INNER CIRCLE: Azzedine Alaïa’s couture show on Wednesday — the first by the house in six years — sparked special memories for Carla Bruni-Sarkozy and Farida Khelfa, who joined the likes of Daphne Guinness, Nicolas Ghesquière and Stephen Jones in the front row for the event, held at the designer’s Marais headquarters.
“It’s a very special place here at Azzedine’s,” said Bruni-Sarkozy recalling “shows here with all the girls, and days and days spent here, sometimes for fittings, sometimes just hanging out.” The singer said she has a new album due out on Oct. 6, “and I’ll be coming to America to promote it.”
A few rows down, Jean-Paul Goude, who was catching up with Patrick Demarchelier, at one point pausing, mesmerized, to stroke the photographer’s feral eyebrows, also shared his personal memories of working with Alaïa.

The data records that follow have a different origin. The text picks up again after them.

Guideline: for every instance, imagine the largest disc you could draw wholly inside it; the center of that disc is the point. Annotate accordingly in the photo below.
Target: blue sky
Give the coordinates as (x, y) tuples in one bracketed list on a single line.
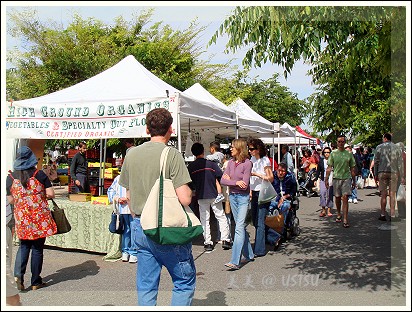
[(179, 16)]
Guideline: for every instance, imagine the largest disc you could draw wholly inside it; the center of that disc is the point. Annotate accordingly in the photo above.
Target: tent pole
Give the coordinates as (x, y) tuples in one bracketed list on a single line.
[(104, 161), (179, 135), (237, 127), (278, 148), (296, 159), (100, 171), (273, 151)]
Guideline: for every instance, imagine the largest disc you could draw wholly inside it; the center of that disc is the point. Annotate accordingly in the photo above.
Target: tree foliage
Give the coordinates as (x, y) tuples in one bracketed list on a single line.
[(56, 57), (358, 56), (268, 97)]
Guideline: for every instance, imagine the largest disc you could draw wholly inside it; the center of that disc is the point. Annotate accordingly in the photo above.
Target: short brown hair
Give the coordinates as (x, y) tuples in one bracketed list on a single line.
[(241, 146), (158, 121)]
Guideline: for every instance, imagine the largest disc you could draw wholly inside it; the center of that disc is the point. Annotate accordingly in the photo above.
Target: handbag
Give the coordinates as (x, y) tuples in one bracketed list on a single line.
[(164, 219), (360, 183), (59, 217), (275, 221), (401, 194), (267, 192), (116, 224), (371, 181)]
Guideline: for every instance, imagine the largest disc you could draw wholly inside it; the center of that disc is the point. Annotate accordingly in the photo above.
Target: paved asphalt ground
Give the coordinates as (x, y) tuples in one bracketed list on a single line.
[(327, 266)]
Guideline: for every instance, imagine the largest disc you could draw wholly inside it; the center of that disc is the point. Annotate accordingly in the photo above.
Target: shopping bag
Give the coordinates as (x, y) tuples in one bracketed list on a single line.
[(401, 194), (360, 183), (275, 221), (116, 224), (164, 219), (267, 192), (370, 181), (59, 217)]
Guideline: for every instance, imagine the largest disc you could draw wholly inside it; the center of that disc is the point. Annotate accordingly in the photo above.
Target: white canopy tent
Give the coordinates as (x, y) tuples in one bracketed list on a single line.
[(288, 136), (111, 104), (248, 122)]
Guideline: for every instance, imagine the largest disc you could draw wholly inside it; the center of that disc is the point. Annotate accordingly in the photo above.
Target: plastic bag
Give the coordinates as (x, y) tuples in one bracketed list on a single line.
[(267, 192), (401, 195), (360, 183)]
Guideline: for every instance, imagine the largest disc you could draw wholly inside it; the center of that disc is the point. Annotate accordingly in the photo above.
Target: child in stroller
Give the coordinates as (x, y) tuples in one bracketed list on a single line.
[(290, 227), (285, 224), (306, 186)]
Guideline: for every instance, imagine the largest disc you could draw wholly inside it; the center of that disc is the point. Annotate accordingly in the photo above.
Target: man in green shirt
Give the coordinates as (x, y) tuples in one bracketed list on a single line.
[(343, 164), (140, 170)]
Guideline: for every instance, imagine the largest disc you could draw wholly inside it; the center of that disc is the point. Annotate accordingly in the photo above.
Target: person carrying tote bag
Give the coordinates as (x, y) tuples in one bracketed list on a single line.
[(262, 192), (28, 190), (139, 173)]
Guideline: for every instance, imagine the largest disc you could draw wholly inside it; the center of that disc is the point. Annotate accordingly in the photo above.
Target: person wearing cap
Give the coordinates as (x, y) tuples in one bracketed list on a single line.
[(343, 164), (28, 190), (118, 194), (389, 169), (78, 170)]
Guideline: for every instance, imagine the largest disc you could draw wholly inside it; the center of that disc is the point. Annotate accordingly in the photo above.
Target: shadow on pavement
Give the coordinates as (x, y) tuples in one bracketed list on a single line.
[(76, 272)]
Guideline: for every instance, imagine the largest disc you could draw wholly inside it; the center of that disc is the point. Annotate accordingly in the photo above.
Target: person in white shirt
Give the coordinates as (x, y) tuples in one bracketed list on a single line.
[(216, 156), (261, 170)]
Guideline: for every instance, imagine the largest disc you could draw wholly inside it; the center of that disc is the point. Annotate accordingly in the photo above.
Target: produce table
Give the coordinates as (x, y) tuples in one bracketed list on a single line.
[(90, 229)]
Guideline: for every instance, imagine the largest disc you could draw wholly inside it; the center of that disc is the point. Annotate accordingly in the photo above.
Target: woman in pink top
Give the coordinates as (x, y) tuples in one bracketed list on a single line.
[(237, 177)]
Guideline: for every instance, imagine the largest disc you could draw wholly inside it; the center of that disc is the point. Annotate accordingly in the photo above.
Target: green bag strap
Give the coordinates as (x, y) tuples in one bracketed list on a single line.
[(163, 158)]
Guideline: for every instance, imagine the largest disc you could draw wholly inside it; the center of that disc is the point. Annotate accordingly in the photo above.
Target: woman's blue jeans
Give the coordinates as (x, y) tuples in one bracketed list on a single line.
[(241, 245), (258, 217), (36, 247), (128, 244), (151, 257), (272, 236)]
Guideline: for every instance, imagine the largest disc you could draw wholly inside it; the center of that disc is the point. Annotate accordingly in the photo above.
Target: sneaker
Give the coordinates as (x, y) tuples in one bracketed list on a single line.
[(38, 286), (382, 218), (226, 245), (20, 285), (125, 257), (218, 199), (209, 248)]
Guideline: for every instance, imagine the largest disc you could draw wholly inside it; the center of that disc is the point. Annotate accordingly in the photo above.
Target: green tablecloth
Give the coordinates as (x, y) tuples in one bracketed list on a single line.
[(90, 229)]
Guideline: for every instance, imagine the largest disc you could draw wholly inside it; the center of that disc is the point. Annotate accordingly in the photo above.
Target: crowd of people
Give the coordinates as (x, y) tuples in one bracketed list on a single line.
[(227, 183)]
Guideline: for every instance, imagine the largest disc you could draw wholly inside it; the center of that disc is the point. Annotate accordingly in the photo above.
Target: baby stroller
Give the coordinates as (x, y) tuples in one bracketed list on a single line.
[(306, 187), (292, 227), (289, 228)]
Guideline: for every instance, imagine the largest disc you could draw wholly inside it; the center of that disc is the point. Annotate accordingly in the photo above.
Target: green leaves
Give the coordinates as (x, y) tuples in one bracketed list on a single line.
[(354, 51)]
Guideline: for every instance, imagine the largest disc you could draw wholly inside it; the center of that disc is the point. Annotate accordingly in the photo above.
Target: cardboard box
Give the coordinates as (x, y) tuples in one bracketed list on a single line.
[(80, 197), (111, 173), (101, 200)]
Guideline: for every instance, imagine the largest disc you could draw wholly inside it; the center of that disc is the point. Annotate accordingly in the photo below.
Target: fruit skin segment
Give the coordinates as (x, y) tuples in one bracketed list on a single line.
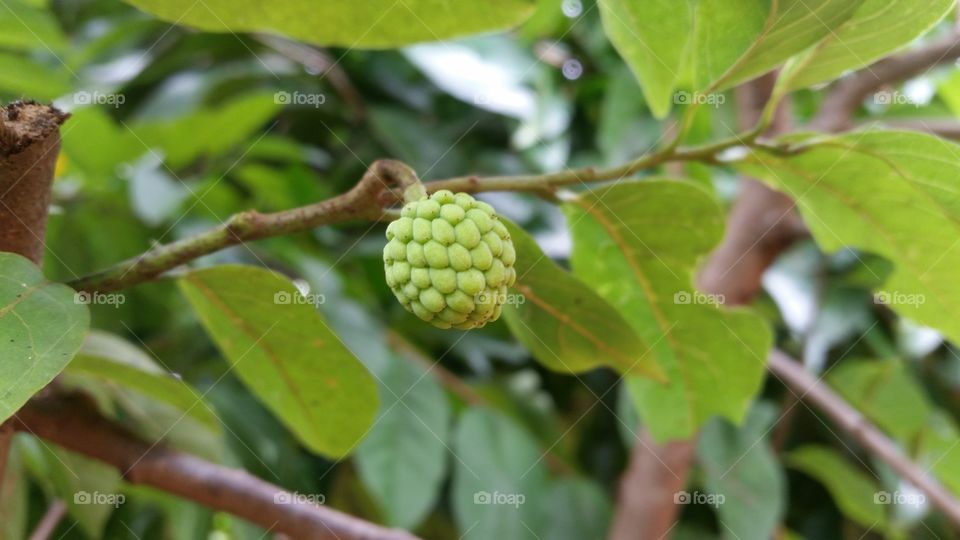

“I remember when I was living with Farida, one of my great loves, we hung out a lot together and I was very inspired by the fact that he was not only Azzedine Alaïa but that he was from the other side of the Mediterranean, like Farida, and that fascinated me,” said Goude, who revealed he’s working on a capsule for the Spanish clothing label Desigual. “You’ll recognize it immediately, it really looks like something out of a commercial of mine, so I don’t know if it’s sellable.”
Fashion curator and historian Olivier Saillard, who in January will join J.M. Weston as artistic, image and culture director, shared some color on what we can expect from him in his new role. “I prefer old shoes, from the Thirties. For example, I asked J.M. Weston for these, their Le Chasse model from the Thirties,” he said looking down at his feet. “I have always thought, you can dress in different ways, but the most important thing is to have nice shoes.”
Saillard said he plans to continue staging ephemeral exhibitions like the one currently showing at Florence’s Palazzo Pitti, “but I want to focus on my performances alongside my role at J.M. Weston.” A performance around his first creative effort for the house is planned for next June, he said, adding: “It won’t be a new collection in the conventional sense. My first step will be to focus on the very classic shoes they used to do in the past. Some of them have not been reproduced, others are still produced.”
Another footwear house received a special commission from Alaïa for his show, meanwhile. Salvatore Ferragamo sent out a release after the event revealing that it had been contacted by the designer for a special series based on the iconic Indiana pump boot in stretch cotton created by the house’s namesake founder in 1925.